Buzzfeed infiltrated a racist teen message group and it's amazing

edit-wide-13493-1436388884-6Today's required reading; Joe Bernstein did not have to tell them his last name to get in.

…my time in WPWW convinced me that our picture of the white supremacist internet is strikingly outdated, incomplete. For all the press it has received in recent weeks, Stormfront (and its ilk) is old and ugly technology, a web forum (with flat membership) and a complementary talk radio show run and hosted by a 61-year-old former grand wizard of the Ku Klux Klan whom some posters on WPWW deride as an old crank. The 'Youth' subforum receives a few posts a day, if that.
On the other hand, the Kik group is optimized, instantaneous, integrated. Some days see hundreds of posts. This is white supremacism that looks like today's social internet — comprising many forms of media and users from around the world, weirdly irreverent, continuous. As one poster, who said he is an 18-year-old living in Stockholm, told me, "We use it because we are able to communicate across borders and timezones, instantly without the delay of a forum or website."

It's the kind of place where someone will say "we're all biracial genderfluid furries here, can't we get along?", but be too dumb to know when they're quoting black rappers.

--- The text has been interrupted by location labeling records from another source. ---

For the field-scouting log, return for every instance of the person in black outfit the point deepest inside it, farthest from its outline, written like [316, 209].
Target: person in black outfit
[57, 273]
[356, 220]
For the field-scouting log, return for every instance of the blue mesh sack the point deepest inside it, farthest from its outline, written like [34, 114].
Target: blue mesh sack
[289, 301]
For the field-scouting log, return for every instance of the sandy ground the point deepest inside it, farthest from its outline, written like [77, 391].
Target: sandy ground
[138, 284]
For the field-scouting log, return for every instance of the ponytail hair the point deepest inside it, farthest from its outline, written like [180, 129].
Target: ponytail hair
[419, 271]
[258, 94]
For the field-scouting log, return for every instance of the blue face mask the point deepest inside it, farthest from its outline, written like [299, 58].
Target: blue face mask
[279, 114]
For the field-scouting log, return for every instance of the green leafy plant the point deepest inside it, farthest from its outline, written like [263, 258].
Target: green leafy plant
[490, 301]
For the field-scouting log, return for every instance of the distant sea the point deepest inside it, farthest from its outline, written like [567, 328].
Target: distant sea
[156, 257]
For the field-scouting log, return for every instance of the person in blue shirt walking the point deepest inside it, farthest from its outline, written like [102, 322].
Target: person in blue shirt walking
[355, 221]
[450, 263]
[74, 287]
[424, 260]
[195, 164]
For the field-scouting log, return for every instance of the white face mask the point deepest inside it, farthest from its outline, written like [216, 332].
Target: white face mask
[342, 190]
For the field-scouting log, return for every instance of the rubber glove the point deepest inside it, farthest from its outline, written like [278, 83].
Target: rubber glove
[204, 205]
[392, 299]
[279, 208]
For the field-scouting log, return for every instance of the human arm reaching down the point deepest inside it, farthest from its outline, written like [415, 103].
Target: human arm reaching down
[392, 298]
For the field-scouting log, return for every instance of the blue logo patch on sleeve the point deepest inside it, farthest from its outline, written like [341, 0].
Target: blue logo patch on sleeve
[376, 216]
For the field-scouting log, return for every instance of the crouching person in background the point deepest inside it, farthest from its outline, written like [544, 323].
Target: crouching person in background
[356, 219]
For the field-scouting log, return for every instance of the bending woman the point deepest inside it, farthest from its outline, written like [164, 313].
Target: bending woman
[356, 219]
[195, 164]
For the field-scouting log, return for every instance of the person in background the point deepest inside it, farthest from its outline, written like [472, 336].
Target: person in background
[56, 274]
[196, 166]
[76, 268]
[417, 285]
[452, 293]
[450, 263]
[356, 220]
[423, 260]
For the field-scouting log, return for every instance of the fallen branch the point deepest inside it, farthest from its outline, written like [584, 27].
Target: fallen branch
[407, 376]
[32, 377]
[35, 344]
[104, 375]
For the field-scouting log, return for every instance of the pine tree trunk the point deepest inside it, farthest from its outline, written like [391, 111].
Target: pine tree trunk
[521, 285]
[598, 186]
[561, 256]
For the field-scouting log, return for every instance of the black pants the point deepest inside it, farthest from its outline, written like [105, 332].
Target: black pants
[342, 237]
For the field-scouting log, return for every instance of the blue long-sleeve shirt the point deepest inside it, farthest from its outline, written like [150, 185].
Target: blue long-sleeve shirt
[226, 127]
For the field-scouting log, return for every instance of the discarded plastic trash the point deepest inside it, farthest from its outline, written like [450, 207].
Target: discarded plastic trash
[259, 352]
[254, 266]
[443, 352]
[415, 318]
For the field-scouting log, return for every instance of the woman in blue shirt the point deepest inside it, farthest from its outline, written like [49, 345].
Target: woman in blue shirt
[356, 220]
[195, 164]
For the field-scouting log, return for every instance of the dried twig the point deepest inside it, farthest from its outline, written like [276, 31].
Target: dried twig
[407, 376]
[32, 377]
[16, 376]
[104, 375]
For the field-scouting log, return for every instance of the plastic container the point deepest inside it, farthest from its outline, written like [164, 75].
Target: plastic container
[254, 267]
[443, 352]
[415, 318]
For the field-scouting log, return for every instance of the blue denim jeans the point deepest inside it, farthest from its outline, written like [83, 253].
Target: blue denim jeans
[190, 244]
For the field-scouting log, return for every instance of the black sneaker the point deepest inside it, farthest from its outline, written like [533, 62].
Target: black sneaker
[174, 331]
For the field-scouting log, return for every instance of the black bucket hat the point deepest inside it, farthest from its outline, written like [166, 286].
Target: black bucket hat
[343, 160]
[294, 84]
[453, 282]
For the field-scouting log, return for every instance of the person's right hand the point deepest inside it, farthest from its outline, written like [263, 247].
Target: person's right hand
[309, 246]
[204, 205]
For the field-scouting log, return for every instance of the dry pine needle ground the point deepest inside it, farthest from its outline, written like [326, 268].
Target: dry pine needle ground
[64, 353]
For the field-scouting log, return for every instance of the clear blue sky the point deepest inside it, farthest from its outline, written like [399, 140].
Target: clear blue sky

Another poster wrote longingly about his desire to look more Aryan, and he showed the group the blue colored contacts he bought to that end. To say the group has homoerotic undertones would be an understatement. … At times WPWW simply struck me as a way for lonely, bored, and confused teenagers to blow off steam and to try on new identities — political, sexual, and otherwise. I would later find out that WPWW had splintered from a more extreme Kik group three months earlier, after "skinheads" in the former group objected to the part-Jewish ancestry of a frequent poster. A lot of the chat in the group had absolutely nothing to do with white supremacy

The message is a shape-shifting parasitical meme-toilet that everyone thinks they can sort or control or reduce to something simpler—but never quite do—and needy kids are its medium.